De Portneuf was a cadet for the colonial regular troops in 1729 at Michilimackinac, Michigan. On April 1, 1733, he was promoted second ensign, and on October 1, 1740, he was made an ensign on the active list in Louisiana. On 15 April 1750 the minister of Marine, Antoine Louis Rouillé, consenting to a request made by Governor Marquis de la Jonquière and Intendant François Bigot, granted permission to build a small fortified post at Toronto on the shore of Lake Ontario. The authorities of the colony hoped by this means to attract the Indians in the region, probably the Mississaugas, to trade with the French and thus dissuade them from taking their furs to the English at Fort Oswego. Pierre Robineau de Portneuf, who was an ensign at Fort Frontenac, was designated to carry out the project. The Sieur de Portneuf set out on May 20, 1750, and reached Toronto some time later. While the necessary provisions and articles for trade were being forwarded from Montreal, he began to build the fort that was planned on the east bank of the Toronto river, near its mouth. Within two months a warehouse and a stockade were put up. Trade with the Indians at Fort Toronto proved successful, and by July 17, a shipment of furs worth 18,000 livres had been sent to Montreal. This result surpassed expectations. On August 20, the governor wrote to the minister to acquaint him of the success and to inform him that he intended to build a new and larger fort at the point of the peninsula called La Baye. He recommended the Sieur de Portneuf for this new project. Recalling the reasons for building the first post, he noted that they were more than ever valid. Moreover, he suggested the possibility of persuading the Indians to destroy Fort Oswego. He asked the minister’s permission to give the name Rouillé to the new fort in honor of him. Work was begun in the autumn of 1750 and went ahead throughout the winter. The fort was almost finished in April 1751, when the Sieur de Portneuf returned from Fort Frontenac, where he had spent the winter. He was in command at Fort Rouillé during the 1751 trading season, and returned to Fort Frontenac in the autumn. Early in 1752 he was replaced as commandant of Fort Rouillé by Thomas Robutel de La Noue.

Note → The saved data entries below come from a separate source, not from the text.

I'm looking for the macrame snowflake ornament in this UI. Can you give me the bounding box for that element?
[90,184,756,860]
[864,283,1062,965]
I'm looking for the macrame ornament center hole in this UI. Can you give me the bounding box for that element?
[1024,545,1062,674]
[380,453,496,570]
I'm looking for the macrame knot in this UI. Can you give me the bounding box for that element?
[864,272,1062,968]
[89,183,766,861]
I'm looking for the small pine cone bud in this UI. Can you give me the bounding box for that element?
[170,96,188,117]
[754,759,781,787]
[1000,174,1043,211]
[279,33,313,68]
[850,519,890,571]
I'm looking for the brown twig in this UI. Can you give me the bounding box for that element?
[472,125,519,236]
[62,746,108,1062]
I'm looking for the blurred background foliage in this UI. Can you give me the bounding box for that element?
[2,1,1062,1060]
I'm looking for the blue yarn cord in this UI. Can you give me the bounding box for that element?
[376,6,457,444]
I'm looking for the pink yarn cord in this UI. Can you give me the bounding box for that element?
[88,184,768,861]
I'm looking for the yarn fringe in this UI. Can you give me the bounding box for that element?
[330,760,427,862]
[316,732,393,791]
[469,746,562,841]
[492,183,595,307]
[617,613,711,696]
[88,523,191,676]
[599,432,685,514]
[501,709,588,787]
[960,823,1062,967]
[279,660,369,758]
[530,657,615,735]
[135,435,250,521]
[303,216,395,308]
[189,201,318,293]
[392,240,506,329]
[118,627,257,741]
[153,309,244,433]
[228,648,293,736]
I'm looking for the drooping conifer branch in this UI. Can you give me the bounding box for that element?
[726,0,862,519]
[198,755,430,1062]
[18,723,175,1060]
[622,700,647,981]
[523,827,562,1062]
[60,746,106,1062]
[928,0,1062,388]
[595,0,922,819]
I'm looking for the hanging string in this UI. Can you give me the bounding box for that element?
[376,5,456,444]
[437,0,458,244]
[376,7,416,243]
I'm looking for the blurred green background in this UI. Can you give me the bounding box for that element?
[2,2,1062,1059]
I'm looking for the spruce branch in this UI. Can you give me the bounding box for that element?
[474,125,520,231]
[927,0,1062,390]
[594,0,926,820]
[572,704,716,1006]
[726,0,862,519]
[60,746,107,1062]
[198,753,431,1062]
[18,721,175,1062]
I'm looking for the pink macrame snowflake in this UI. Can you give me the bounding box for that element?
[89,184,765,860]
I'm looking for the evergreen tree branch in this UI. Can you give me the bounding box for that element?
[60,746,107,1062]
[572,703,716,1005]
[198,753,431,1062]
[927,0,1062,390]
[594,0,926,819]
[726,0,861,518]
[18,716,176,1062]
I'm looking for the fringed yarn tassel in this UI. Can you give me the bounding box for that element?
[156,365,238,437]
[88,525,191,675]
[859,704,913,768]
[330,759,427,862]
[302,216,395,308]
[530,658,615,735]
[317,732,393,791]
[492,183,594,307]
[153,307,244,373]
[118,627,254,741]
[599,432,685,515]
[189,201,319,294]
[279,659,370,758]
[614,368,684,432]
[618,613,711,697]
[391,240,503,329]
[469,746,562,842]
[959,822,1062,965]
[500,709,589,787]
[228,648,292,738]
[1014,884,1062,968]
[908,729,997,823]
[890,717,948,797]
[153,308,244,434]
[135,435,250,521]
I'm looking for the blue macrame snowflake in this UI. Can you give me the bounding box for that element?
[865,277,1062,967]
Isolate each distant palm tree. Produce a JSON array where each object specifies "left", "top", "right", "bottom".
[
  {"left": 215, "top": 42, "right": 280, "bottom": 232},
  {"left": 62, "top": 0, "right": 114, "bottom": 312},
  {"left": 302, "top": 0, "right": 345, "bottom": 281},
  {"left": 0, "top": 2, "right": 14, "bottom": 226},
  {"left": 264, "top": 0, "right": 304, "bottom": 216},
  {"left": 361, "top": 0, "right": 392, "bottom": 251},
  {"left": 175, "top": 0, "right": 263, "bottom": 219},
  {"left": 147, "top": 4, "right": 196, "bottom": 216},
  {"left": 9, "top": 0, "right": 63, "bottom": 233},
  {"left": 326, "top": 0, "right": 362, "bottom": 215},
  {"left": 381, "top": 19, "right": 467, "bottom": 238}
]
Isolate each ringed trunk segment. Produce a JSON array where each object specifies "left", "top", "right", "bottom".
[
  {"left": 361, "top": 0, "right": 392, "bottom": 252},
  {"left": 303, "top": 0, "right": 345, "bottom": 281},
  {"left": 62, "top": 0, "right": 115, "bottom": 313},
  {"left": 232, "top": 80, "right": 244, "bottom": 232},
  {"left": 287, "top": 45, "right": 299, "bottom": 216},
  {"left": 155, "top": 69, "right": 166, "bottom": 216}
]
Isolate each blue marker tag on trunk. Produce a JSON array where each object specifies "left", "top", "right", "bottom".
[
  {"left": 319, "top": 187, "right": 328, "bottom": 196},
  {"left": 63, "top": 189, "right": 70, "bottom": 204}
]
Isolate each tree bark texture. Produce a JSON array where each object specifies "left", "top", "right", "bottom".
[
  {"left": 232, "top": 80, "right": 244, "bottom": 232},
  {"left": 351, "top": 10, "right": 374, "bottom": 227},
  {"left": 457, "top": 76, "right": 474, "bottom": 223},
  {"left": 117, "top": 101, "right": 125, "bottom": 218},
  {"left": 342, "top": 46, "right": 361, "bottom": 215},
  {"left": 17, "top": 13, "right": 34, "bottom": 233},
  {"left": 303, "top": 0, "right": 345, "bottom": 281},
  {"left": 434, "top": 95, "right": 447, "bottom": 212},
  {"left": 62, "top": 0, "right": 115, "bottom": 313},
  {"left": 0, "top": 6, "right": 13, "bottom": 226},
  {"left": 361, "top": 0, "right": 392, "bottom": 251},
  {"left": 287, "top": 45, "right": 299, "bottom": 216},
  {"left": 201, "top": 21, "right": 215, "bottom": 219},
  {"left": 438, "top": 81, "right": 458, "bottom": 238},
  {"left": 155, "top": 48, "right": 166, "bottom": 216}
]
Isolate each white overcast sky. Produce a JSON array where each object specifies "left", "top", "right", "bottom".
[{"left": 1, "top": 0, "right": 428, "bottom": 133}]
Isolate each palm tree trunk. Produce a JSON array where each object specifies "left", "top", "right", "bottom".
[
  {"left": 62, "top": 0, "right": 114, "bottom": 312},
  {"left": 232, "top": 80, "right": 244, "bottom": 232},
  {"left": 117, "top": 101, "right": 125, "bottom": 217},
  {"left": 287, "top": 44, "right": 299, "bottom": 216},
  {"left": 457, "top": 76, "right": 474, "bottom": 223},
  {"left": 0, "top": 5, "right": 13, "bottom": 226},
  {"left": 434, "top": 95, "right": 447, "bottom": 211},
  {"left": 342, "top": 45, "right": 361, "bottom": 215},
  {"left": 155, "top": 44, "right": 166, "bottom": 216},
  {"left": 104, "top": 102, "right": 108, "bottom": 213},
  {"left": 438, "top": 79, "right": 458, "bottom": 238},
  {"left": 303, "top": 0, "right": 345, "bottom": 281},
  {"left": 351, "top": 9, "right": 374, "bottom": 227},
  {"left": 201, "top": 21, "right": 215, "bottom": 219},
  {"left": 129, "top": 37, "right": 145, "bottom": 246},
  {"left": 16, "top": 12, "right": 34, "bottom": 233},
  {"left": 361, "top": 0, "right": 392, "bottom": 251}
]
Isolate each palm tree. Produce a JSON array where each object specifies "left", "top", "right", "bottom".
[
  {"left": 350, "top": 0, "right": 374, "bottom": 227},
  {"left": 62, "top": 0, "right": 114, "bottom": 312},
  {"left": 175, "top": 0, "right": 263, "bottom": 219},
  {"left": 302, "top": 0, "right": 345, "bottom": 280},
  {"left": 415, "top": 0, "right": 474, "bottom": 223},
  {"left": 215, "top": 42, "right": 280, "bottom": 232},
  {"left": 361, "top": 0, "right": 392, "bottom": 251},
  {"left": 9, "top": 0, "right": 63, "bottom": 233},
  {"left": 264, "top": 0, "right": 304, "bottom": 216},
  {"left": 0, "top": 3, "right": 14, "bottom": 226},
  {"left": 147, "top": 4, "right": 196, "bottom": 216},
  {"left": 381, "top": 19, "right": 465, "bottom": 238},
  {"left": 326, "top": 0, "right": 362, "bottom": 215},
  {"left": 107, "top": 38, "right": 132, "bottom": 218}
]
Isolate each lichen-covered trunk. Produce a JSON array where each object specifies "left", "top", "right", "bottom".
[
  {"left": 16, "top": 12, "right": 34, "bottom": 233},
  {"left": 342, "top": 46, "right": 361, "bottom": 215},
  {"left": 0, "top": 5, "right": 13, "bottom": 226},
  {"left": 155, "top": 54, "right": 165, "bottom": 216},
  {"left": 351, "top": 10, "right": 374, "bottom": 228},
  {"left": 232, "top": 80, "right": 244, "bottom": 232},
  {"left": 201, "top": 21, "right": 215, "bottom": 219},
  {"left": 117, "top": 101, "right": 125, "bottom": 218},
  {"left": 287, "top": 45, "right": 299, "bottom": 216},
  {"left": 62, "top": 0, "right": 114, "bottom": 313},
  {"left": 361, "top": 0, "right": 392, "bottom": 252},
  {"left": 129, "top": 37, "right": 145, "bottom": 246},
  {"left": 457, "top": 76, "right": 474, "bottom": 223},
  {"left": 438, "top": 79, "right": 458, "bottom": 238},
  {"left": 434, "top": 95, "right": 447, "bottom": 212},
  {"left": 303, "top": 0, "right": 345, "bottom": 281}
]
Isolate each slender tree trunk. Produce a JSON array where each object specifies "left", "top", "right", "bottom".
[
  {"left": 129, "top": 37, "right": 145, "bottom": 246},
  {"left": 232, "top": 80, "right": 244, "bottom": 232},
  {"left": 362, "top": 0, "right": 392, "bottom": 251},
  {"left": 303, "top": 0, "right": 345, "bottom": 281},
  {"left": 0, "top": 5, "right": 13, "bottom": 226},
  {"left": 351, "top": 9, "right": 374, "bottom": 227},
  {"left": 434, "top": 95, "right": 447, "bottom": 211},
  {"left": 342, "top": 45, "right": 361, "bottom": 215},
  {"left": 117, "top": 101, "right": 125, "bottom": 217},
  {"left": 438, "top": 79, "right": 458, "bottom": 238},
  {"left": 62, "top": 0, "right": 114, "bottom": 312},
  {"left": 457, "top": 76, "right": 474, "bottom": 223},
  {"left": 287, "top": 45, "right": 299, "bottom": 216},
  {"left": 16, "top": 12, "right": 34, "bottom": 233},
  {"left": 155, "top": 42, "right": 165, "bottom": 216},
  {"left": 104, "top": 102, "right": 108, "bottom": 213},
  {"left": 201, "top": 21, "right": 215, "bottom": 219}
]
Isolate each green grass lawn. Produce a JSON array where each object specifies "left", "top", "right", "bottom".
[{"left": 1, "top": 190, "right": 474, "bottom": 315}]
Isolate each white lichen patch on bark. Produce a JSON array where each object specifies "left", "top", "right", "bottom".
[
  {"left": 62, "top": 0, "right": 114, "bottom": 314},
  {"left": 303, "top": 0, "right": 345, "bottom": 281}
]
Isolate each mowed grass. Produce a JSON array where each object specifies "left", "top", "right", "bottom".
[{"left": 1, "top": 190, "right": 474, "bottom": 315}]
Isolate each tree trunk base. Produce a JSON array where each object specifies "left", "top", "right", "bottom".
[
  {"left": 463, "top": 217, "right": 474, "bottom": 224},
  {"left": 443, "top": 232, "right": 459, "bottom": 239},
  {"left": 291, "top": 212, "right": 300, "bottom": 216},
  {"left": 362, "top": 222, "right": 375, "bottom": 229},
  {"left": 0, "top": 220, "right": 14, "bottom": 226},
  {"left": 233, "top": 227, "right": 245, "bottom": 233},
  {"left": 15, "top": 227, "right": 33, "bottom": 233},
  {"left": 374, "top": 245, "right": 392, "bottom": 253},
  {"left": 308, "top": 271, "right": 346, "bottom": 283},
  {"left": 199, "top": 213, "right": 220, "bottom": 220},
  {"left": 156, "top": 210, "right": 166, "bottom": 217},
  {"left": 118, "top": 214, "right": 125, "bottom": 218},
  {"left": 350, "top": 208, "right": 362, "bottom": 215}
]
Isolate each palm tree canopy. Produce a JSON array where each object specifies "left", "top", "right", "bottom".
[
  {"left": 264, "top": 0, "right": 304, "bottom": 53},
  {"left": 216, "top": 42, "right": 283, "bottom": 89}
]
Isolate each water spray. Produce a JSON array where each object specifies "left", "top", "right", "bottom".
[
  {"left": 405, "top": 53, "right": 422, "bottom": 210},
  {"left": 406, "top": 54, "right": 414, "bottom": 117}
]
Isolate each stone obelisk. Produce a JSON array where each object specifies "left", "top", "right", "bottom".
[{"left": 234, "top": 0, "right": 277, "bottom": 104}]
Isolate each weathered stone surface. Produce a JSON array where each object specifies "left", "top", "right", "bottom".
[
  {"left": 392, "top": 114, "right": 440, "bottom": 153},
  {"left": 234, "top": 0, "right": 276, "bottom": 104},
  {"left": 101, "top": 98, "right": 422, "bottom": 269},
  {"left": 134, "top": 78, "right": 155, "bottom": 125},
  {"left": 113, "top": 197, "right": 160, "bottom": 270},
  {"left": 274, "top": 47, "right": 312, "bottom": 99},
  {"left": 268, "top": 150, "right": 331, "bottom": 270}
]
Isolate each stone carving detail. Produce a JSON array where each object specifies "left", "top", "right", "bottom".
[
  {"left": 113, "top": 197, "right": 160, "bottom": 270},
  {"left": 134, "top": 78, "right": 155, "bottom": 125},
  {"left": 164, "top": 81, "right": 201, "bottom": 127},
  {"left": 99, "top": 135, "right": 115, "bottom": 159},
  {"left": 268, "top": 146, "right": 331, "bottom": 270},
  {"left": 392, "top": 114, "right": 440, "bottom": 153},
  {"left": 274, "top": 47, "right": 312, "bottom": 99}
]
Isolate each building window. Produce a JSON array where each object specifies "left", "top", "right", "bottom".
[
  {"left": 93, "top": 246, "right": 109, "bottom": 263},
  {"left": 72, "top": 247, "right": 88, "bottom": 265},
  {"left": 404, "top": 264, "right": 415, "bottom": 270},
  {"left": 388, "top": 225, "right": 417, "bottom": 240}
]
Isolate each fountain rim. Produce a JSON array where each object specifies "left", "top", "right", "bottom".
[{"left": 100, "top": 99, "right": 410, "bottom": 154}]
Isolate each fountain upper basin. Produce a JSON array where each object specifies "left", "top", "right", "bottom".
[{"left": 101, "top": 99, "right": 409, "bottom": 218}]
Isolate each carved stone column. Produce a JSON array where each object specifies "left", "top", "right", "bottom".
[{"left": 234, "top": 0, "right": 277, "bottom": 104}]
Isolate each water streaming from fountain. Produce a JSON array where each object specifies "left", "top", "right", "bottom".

In 1756, he was appointed commandant of Fort Presque Isle. The following year he was promoted captain. He played an active role in the engagements in the Ohio valley during the Seven Years' War. When Fort Niagara was under attack in 1759, he was busy at Fort Presque Isle rallying the Indians of the west. After Fort Niagara surrendered, he sent an emissary under a flag of truce to William Johnson, set fire to Fort Presque Isle, and went to Detroit, where he surrendered to the English. In October 1761, he sailed from Quebec on the Auguste for France, perhaps with the hope of making a new career for himself there. One month later, he was among the 113 passengers and crew members who perished when the Auguste sank off Cape Breton Island.